竹中家はなぜ、菩提山城をこのような構造にしたのか。その真意は、天才軍師・竹中半兵衛の脳内に。常人には窺い知れない、深謀遠慮がそこに隠されているのかもしれない。
このように軍師として名高い竹中半兵衛らしく、戦への備えは充分。防御に工夫を凝らした菩提山城ではあるが、竹中氏の城となってからは、実戦の舞台にならなかったようである。
半兵衛が36歳の若さで死去し、主君・秀吉も天下人となった後に亡くなり、息子の重門の時代、1600(慶長5)年、竹中家のお膝元、菩提山城の麓に広がる関ヶ原で天下分け目の大合戦が起こった。重門は秀吉の小田原城攻めや朝鮮出兵にも従軍した立場で、開戦前夜は石田三成らが率いる西軍に属した。
息子は西軍を裏切り、家康に城を献上
重門は犬山城に籠城していたが、東軍によって岐阜城(稲葉山城)が落ちると、東軍側へ寝返った。居城の菩提山城は家康に献上し、合戦当日、自分は関ヶ原北部の丸山に黒田長政と共に布陣した。そして、東軍の“のろし”をあげ、笹尾山に布陣する石田三成を攻めたという。

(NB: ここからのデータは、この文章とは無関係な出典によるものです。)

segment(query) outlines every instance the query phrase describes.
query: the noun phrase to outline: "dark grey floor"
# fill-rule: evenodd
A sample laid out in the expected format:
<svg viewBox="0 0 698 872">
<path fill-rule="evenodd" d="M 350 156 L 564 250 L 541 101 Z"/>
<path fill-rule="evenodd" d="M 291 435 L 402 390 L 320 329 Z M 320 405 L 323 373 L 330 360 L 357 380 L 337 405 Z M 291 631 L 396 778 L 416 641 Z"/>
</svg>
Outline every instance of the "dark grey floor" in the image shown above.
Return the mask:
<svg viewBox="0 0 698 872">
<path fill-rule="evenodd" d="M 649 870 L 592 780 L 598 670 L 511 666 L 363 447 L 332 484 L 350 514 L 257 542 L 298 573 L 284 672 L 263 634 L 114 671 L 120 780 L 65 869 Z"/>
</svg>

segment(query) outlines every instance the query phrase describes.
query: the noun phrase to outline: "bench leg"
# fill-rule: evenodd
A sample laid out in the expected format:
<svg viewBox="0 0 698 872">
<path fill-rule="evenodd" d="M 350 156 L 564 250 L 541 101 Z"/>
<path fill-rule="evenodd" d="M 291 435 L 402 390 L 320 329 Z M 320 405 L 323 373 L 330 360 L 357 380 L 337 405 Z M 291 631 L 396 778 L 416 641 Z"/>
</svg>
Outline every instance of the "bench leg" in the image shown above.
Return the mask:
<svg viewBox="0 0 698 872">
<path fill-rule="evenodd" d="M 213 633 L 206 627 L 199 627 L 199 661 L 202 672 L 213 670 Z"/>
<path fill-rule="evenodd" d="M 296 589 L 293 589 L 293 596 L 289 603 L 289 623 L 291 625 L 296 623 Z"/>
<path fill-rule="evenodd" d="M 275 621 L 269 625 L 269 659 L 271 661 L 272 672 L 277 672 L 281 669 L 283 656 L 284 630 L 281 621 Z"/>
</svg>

東軍が勝ち、重門は家康の命で戦死者の首塚を築いた。西軍の大将であった小西行長を捕らえるという功績もあり、大坂冬の陣、夏の陣でも徳川方として参戦。その甲斐あって竹中家は、徳川の世で旗本となり幕末まで存続したのだ。
太平の世に山城は不要となったのか、重門は菩提山城を降り、その下に今も残る竹中氏陣屋(図表1②岐阜県不破郡垂井町岩手619-2)を設けた。そこには現在、父・竹中半兵衛の銅像が建っている。